One…Two…Three…Four…Five…Six…Seven…Eight…Nine…Ten…Eleven…Twelve…Thirteen…Fourteen…Fifteen…Sixteen…Seventeen...Eighteen…Nineteen…Twenty…Twenty-One… Twenty-Two…Twenty-Three…Twenty-Four…Twenty-Five…Twenty-Six…Twenty-Seven…Twenty-Eight. Wheeze. The death rattle. Wasn’t that what someone had said the day before? Had it just been the day before? I was so tired. Saturday. 3:24pm, 1402111461.
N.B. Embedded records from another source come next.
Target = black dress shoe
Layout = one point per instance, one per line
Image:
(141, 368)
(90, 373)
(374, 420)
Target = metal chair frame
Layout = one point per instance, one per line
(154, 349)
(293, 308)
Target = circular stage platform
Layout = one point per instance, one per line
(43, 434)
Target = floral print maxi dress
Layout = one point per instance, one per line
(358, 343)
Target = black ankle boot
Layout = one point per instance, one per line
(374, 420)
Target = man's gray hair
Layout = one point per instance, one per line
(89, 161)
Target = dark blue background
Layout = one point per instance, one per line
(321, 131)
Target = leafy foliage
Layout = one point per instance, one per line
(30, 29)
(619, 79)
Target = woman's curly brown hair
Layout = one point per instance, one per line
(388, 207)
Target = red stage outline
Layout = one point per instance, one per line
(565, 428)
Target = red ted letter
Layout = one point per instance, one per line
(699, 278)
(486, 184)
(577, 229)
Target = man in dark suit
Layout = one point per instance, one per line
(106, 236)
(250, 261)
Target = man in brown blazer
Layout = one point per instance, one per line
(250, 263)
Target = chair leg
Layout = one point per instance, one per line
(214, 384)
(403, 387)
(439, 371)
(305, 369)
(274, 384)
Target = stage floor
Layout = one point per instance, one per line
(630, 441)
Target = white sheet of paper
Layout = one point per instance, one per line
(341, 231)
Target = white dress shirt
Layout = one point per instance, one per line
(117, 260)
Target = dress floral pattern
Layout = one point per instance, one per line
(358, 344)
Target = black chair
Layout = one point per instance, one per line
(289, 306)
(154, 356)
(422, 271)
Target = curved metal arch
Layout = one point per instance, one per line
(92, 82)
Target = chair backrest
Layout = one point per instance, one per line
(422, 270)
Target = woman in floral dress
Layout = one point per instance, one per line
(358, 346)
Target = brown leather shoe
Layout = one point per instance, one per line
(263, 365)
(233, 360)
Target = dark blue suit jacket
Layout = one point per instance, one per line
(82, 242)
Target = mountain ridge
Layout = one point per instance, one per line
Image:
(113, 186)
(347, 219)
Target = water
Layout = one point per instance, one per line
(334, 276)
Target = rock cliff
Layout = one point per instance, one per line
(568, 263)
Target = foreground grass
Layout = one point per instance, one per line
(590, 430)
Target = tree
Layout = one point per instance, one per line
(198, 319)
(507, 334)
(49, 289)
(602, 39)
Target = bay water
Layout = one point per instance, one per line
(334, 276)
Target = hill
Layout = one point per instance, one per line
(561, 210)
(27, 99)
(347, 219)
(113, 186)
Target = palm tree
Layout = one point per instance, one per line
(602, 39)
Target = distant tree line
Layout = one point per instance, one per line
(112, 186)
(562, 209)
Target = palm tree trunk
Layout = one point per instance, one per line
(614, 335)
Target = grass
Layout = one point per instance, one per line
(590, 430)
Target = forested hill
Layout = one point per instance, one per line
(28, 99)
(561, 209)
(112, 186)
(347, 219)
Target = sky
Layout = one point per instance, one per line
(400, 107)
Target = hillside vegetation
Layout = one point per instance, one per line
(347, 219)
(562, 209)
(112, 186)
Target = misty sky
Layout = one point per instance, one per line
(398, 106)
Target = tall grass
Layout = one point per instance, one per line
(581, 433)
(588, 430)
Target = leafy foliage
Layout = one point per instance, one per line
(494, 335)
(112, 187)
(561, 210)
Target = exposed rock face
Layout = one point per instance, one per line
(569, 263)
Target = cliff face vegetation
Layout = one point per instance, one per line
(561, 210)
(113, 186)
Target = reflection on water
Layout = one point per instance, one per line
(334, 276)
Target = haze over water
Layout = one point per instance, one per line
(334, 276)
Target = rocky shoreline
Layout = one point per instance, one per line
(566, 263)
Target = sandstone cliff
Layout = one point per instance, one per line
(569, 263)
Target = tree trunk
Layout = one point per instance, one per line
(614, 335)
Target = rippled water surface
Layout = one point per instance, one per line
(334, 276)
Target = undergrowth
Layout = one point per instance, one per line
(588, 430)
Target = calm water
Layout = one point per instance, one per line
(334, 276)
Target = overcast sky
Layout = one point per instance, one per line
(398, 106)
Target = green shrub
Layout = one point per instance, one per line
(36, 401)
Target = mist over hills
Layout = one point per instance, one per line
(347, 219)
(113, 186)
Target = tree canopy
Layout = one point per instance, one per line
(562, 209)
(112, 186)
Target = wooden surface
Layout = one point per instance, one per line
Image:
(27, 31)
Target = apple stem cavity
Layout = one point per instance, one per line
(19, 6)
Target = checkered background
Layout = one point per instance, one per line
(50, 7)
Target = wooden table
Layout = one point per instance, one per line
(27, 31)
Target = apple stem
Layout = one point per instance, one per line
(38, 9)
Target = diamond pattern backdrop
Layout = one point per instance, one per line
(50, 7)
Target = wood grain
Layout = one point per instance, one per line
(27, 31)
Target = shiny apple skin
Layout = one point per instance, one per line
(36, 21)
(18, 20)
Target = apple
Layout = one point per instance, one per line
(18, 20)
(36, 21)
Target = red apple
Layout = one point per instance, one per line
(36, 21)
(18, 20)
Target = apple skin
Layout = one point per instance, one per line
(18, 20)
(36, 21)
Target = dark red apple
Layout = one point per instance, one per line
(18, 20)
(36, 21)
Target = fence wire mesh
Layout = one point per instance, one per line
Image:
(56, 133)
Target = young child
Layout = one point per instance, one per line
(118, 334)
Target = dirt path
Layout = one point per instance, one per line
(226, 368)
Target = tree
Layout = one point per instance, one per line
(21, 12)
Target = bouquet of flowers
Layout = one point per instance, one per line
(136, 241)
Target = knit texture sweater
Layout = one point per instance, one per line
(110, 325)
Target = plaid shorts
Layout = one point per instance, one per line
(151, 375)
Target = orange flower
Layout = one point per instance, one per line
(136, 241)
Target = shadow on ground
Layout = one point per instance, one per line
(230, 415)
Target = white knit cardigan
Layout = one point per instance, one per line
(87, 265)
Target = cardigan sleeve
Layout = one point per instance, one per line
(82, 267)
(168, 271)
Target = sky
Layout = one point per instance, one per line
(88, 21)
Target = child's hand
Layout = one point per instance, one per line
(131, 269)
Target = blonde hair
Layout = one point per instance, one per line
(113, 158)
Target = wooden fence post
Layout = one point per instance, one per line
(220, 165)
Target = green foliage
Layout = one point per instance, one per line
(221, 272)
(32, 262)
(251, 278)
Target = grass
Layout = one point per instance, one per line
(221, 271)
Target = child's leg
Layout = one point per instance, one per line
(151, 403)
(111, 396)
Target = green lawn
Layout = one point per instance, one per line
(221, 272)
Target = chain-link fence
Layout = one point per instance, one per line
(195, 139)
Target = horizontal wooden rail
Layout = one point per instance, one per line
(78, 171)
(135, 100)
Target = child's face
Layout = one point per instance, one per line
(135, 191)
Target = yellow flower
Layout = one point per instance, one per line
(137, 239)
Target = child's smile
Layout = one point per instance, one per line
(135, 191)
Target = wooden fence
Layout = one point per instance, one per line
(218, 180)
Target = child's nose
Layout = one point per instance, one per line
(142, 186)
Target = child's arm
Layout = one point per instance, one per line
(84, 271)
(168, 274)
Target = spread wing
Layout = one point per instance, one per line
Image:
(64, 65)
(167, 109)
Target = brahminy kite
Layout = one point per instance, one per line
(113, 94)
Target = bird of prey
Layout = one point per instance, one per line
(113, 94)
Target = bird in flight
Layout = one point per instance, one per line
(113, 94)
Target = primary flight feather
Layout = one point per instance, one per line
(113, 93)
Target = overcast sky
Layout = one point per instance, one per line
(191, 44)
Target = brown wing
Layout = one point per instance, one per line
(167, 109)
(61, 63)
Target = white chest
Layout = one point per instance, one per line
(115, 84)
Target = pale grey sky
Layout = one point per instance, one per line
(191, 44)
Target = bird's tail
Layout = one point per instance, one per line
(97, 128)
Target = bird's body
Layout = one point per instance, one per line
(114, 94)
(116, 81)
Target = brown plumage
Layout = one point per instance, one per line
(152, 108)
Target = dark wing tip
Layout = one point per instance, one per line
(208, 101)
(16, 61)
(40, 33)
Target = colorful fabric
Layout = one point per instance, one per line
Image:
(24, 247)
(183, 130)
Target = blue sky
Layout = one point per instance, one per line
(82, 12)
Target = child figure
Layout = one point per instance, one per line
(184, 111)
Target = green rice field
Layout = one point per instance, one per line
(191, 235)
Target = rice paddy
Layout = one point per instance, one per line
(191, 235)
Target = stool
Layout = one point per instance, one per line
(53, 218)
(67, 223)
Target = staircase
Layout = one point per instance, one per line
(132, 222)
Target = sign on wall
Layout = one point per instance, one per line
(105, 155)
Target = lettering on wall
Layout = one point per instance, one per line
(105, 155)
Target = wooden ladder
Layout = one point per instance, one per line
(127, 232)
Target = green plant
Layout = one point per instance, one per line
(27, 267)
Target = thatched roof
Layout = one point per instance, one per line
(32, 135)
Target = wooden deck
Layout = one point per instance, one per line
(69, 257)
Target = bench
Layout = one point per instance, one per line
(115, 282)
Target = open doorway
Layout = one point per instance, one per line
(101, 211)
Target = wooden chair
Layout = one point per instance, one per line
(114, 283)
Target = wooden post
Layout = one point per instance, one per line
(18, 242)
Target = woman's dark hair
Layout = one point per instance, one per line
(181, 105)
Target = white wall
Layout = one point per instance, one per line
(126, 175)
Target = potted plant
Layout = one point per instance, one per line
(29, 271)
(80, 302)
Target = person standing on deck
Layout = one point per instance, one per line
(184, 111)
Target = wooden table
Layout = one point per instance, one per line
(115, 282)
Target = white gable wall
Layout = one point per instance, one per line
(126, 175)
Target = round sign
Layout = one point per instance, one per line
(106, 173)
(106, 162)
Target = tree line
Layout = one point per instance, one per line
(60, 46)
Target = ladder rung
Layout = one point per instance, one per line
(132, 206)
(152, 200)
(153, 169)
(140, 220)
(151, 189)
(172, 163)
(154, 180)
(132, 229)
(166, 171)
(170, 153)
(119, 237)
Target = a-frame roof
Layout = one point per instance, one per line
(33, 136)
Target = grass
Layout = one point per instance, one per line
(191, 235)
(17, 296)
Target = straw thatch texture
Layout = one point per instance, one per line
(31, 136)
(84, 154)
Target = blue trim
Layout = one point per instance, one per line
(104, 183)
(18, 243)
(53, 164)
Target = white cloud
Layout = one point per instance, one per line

John Lennon was playing from my phone. “Will, I guess I just need to say we all love you. I love you. Rebecca loves you. Brian loves you. The people in this town all love you. I don’t even know who is here, but I know people have been coming by all day. I think they want to show you respect, so they haven’t been coming in here, but they love you. They also want Rebecca and me to know they are here for us. We will all be alright. We will. We will miss you so much, but we’ll be alright. We’ll move forward. We’ll think of you each and every day, maybe even every second of every day, but, Will? You can let go.” I said it. I knew I had to. I wasn’t sure what Will needed to hear. Or if he was even listening, but I was done talking. I gave him permission to let go, but all I was really saying was to myself – he could let go.